Tag Archives: Electricity

Rural-urban interaction: wind turbines as a form of surplus extraction

Back in the late-1980s Robert Potter and I edited a book called The Geography of Urban-Rutal Interactions in Developing Countries (Routledge, 1989; recently republished in the Routledge Library Editions: Urbanization) as a festschrift for our colleague Alan Mountjoy who had retired in 1985. My introductory conceptual chapter summarised various theories that had by then been developed to explain and help understand the ways through which people interacted between these very different kinds of places, the “rural” and the “urban”. It also proposed a framework for new thinking about these issues that focused on linkages (economic, social, political and ideological), flows (such as labour, money, telephone calls, authority and ideas) and interactions (involving things such as capital, families, allegiance and religious activities). The book was a product of its time, and much has changed over the last 35 years – although I am glad to see that I did indeed write about telephones, radios and televisions even back then.

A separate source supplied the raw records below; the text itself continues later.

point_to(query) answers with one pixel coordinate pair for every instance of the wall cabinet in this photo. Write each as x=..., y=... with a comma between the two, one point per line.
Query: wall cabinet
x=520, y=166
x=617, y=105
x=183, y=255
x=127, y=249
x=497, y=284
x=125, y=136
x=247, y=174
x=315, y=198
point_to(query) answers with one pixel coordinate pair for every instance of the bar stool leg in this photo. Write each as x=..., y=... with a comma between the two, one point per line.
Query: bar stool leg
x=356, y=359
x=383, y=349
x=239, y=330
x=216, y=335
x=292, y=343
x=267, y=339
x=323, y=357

Crossing northern France last weekend reminded me of those arguments, as I saw kilometre upon kilometre of wind turbines stretching across the vast expanses of the farmland of the pays champenois. Some people find these turbines inspiring and beautiful; I do not! However, no-one can deny that they have changed the landscape. What struck me most, though, was that this was yet another very visible, powerful and extensive form of exploition of “the rural” by “the urban”. Little of the energy produced by these turbines will be used in the rural areas where they are situated; their presence reflects the powerful urban demand for electricity, and the imposition of an essentially urban bourgeois ideology that wants to maintain its “culture” with little real regard for the rural environment. The rural is out of sight, out of mind; it is there to be exploited.

There have been numerous studies of the environmental impact of different kinds of energy, but many of these are based on traditional forms of analyses that tend to have an inbuilt prioritisation of the interests of those living in urban areas, and almost always ignore the environmental values of “indigenous peoples” and ethnic minorities. Moreover, insufficient work has yet been done on the environmental impact of the decommissioning of wind turbines, most of which have a lifespan of less than 25 years, and are currently disposed of in landfill sites. With rising demand for electricity, driven in large part by the expansion in the use of digital technologies (see the work of DESC), there will be a dramatic increase in the number of such windfarms, and thus yet further surplus extraction of “the rural” by the “urban”.

Further north in the Nord-Pas de Calais coal mining basin (since 2012 a UNESCO World Heritage Site) it is still possible to see many of the old spoil tips. As elsewhere in the world’s coalmining regions, there has been much landscape reconstruction. Some old tips have been flattened, others have been wooded, and at least one has been turned into a dry ski slope. However, I couldn’t help but think that the despoliation of the rural landscape (and indeed seascapes) by wind turbines in Europe is likely to be very much more extensive than that caused in the past by coal mining. How, though, do we judge and evaluate such thoughts? It is time for a very considerable rethink about the environmental impacts of all forms of energy, especially in the context of the rapid growth in digital technologies. After all, does not the term “Smart Cities” automatically imply that “villages must therefore be dumb”?